An image of The Catch will be featured in a public mural at the development project.
Among the other former 49ers who will have streets named for them: defensive back Ronnie Lott, longtime owner Edward J. DeBartolo, receiver Jerry Rice and coach Bill Walsh, who died in 2007. His sign, Bill Walsh Street, was presented to his widow, Geri.
“These names will honor the history of the ‘stick, and recognize some of the amazing athletes who’ve called the city home,” San Francisco Mayor Ed Lee said of the plans to recognize the city’s sports stars on a 7,000-home master planned development, the city’s largest such project in more than a century.
“When these families move into the neighborhood they’ll be living on streets bearing the names of some of San Francisco’s most cherished athletes and executives,” Lee said.
Former Giants players — Willie Mays, Juan Marichal, Orlando Cepeda and Barry Bonds — also will have streets in their honor. Willie McCovey will have a park named after him. McCovey’s 231 home runs at Candlestick Park were the most by any batter in a stadium infamous for its blustery wind.

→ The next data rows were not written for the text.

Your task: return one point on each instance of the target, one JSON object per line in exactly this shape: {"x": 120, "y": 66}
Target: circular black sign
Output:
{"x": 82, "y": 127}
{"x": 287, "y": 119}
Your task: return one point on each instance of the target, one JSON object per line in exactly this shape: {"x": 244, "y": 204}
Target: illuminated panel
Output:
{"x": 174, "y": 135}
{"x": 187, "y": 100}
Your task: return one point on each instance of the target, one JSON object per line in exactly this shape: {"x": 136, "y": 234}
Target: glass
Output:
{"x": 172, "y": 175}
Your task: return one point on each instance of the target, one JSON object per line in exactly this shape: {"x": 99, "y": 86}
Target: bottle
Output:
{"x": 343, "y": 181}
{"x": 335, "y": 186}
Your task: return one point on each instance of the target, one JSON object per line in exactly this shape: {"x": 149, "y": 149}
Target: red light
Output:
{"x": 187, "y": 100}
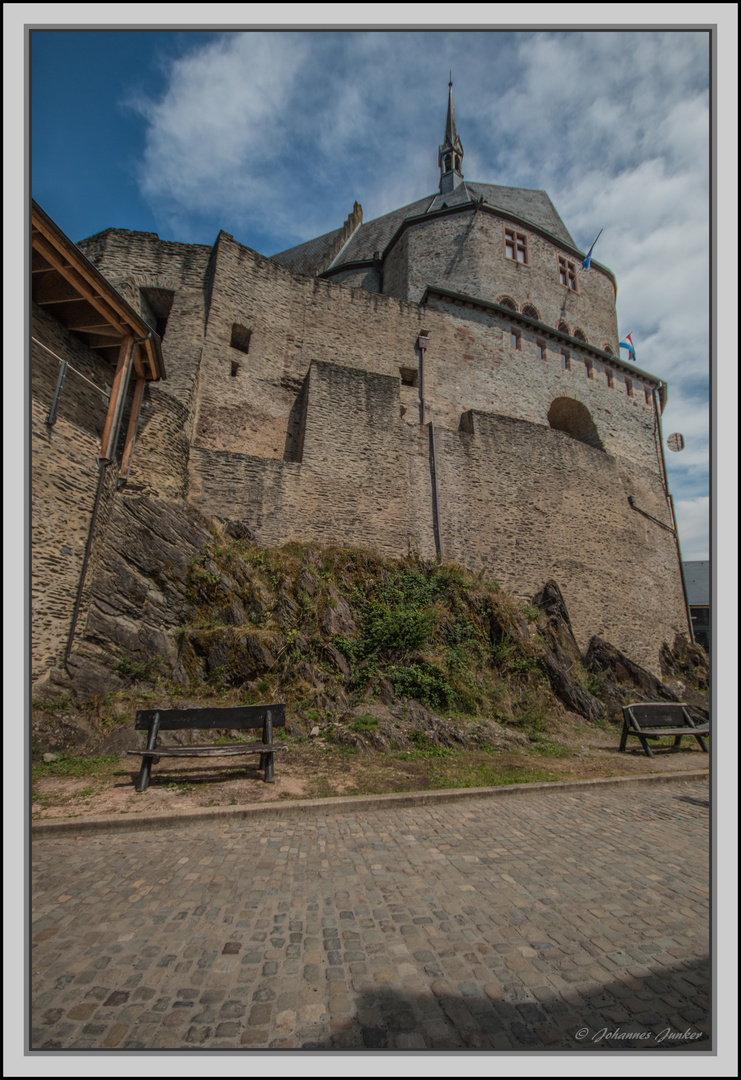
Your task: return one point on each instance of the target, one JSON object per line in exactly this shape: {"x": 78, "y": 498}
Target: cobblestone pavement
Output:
{"x": 490, "y": 923}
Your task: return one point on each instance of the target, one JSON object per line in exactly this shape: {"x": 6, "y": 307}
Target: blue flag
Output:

“I enjoyed Candlestick. I was one of the few players who enjoyed playing there,” McCovey said.
Carmen Policy, the longtime 49ers executive and DeBartolo’s right-hand man, will also get a street, Carmen Policy Avenue.

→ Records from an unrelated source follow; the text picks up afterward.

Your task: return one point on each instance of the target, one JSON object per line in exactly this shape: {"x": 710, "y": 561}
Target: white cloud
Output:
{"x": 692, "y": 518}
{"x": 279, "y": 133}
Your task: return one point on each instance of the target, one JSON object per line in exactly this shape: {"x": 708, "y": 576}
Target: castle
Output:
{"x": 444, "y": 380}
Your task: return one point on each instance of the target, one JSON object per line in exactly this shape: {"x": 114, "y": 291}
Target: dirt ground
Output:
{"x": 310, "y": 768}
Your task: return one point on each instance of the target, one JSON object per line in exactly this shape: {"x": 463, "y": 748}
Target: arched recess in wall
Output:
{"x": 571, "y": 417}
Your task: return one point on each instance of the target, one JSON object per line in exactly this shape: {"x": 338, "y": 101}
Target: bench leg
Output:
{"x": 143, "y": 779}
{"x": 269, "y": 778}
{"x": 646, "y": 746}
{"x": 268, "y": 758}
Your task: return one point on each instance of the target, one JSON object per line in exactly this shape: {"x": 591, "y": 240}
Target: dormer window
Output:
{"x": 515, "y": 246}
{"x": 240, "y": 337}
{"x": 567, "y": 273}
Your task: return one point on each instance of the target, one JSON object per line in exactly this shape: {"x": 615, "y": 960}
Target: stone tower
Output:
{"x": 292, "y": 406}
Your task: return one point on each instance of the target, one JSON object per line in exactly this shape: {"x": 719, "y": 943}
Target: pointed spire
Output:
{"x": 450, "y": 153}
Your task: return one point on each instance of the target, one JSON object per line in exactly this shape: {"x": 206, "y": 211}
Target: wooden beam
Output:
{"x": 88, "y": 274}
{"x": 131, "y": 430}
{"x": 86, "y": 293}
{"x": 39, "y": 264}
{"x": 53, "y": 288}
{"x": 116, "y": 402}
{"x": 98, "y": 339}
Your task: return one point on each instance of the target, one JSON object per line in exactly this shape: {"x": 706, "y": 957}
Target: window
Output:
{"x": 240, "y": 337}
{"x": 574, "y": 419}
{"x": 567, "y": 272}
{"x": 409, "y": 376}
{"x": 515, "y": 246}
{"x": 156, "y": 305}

“I always figured if I got something named after me, it would be Carmen Policy Alley, where you put your garbage,” Policy jokingly said. “To have it actually say Avenue — it’s pretty special.”
The 49ers, who won five Super Bowls during their days at Candlestick, moved to Levi’s Stadium in Santa Clara in 2014. The Giants moved to AT&T Park in 2000, where they have since won three World Series titles.